The Volcker moves took the Fed’s benchmark interest rate to close to 20% and sent the economy into recession. Waller said he had a conversation with the former chair before his death, and Volcker said, “If I had known what was going to happen, I never would have done it.”
Waller said he thinks the economy can withstand the path of rate hikes this time that will be much gentler than the Volcker era.
April’s consumer price index report expected to show inflation has already peaked
Investors are eyeing what could be a pivotal consumer price index report for April, anticipating that the data shows inflation has already reached its height.
Economists warn that prices could remain elevated. The issue is how fast inflation could decline when it comes to determining how the Federal Reserve will respond with interest rate hikes.
CPI is expected to rise 0.2% in April or 8.1% on an annualized basis. That’s compared with a 1.2% monthly increase or 8.5% gain year-over-year in March.
April’s consumer price index report is expected to show inflation has already reached a peak — a development that some investors say could temporarily soothe markets.
But economists say, even with a reprieve in headline inflation, core inflation could gain on a monthly basis and stay elevated for months to come. Core inflation excludes food and energy costs.
The CPI report is expected to show headline inflation rose 0.2% in April, or 8.1% year-over-year, according to Dow Jones. That compares with a whopping 1.2% increase in March, or an 8.5% gain year-over-year. The April data is expected at 8:30 a.m. ET Wednesday.
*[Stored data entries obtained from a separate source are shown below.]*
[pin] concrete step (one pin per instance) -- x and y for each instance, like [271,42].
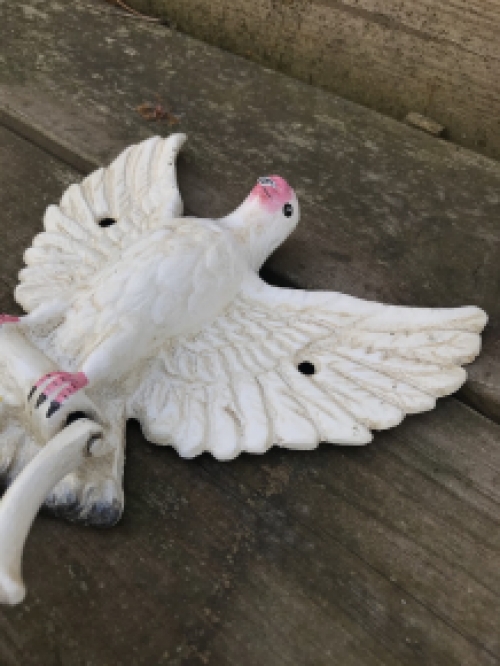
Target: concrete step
[361,556]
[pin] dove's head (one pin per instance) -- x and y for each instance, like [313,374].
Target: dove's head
[265,219]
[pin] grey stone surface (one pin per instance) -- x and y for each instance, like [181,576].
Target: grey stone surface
[396,56]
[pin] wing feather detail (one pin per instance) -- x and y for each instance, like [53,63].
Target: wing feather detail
[138,190]
[373,364]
Core CPI is expected to rise 0.4% or 6% year-over-year. That compares with 0.3% in March, or 6.5% on an annualized basis.
A potential turning point for stocks
In the stock market, some investors say the data could signal a turning point if April’s inflation comes in as expected or is even weaker .
“I think the market, from a technical standpoint, is very focused on trying to divine how much the Fed is going to move,” said Tony Roth, chief investment officer at Wilmington Trust Investment Advisors.
A hotter report would be a negative since it could mean the Fed will take an even tougher stance on interest rates. Last week, Fed Chairman Jerome Powell signaled the central bank could hike rates by 50 basis points, or a half percent, at each of the next couple of meetings.
The views presented are not intended to be relied on as a forecast, research or investment advice and are the opinions of the sources cited and are subject to change based on subsequent developments. They are not a recommendation, offer or solicitation to buy or sell any securities or to adopt any investments.